Since taking up his post in February 2013, Kerry has flown some 566,000 miles (911,000 kilometers) around the globe and visited 55 countries--many of them multiple occasions-- spending some 249 days on the road.
He's well on his way to overtaking his predecessor, Hillary Clinton, who flew just short of a million miles in her four years in office, visiting a record 112 countries.
Despite a normally well-planned, slick logistical operation to move Kerry and his posse of staff, DS agents and the traveling press as he jets around the world, he has been beset this year by a number of glitches.

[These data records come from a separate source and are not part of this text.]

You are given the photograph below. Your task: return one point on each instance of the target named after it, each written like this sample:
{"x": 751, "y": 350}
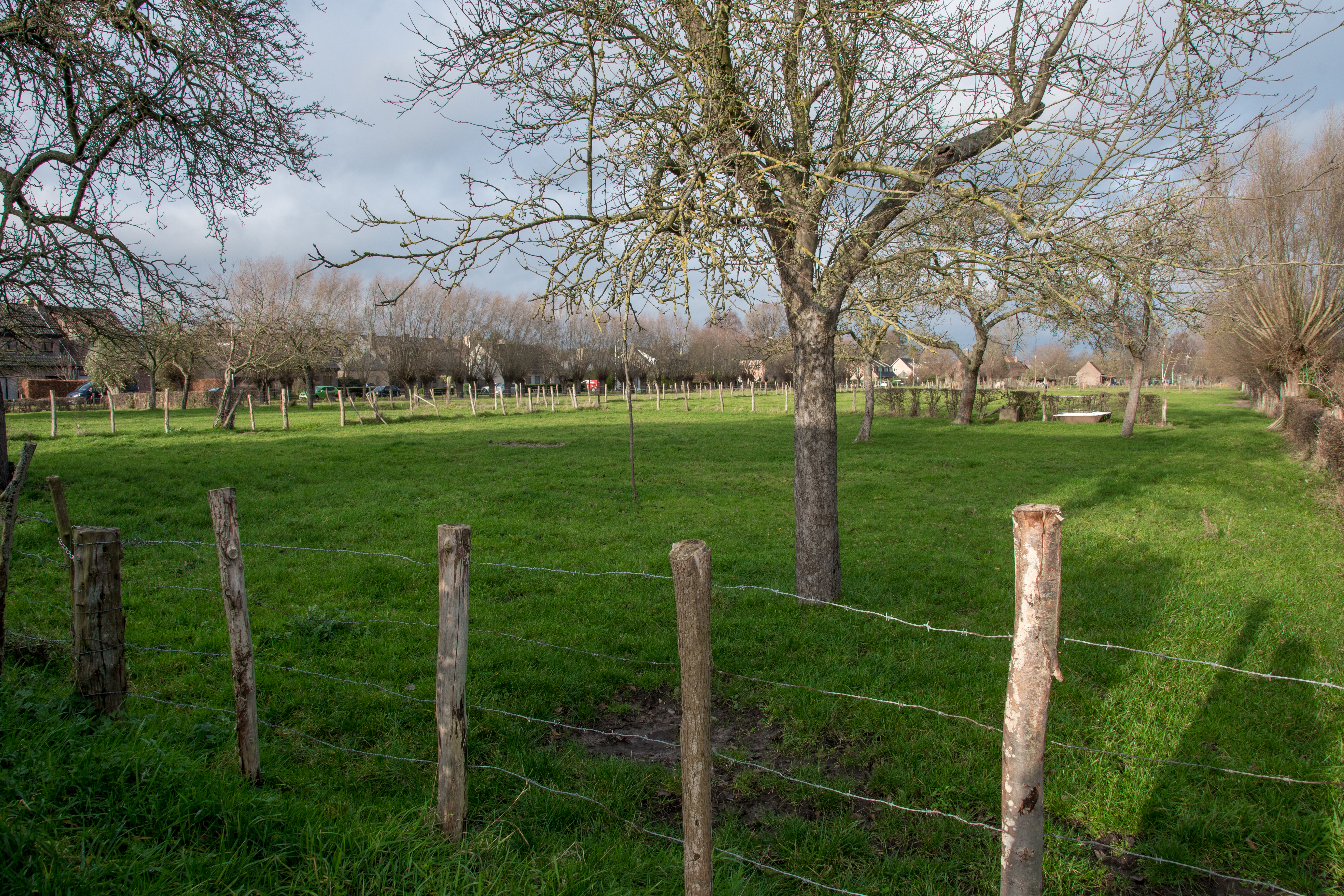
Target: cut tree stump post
{"x": 11, "y": 516}
{"x": 1036, "y": 663}
{"x": 97, "y": 620}
{"x": 455, "y": 566}
{"x": 691, "y": 581}
{"x": 224, "y": 515}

COMMENT: The downside of flying commercial for Kerry has much more to with not having access to secure communication, which enable the Secretary to keep in touch with world leaders and the White House even while in aloft.
The latest and fourth breakdown is just one more embarrassment to diminishing US power.
In August, Kerry was forced to take a commercial nine-hour flight back to Washington from Hawaii when his Boeing 757 suffered electrical problems.
Earlier this year, a new transponder had to be flown from the United States to Switzerland when in the middle of international talks on the Syrian conflict in January his aircraft was grounded.
And in London in March, a similar mechanical problem was hastily fixed.
Kerry had been in Vienna for talks with Iranian Foreign Minister Mohammad Javad Zarif and EU foreign policy chief Cathy Ashton on Iran's nuclear program.
Zarif chuckled when he heard Kerry's plane was grounded due to apparent mechanical issues. "So it is not just our planes," he told the online news site AL-MONITOR.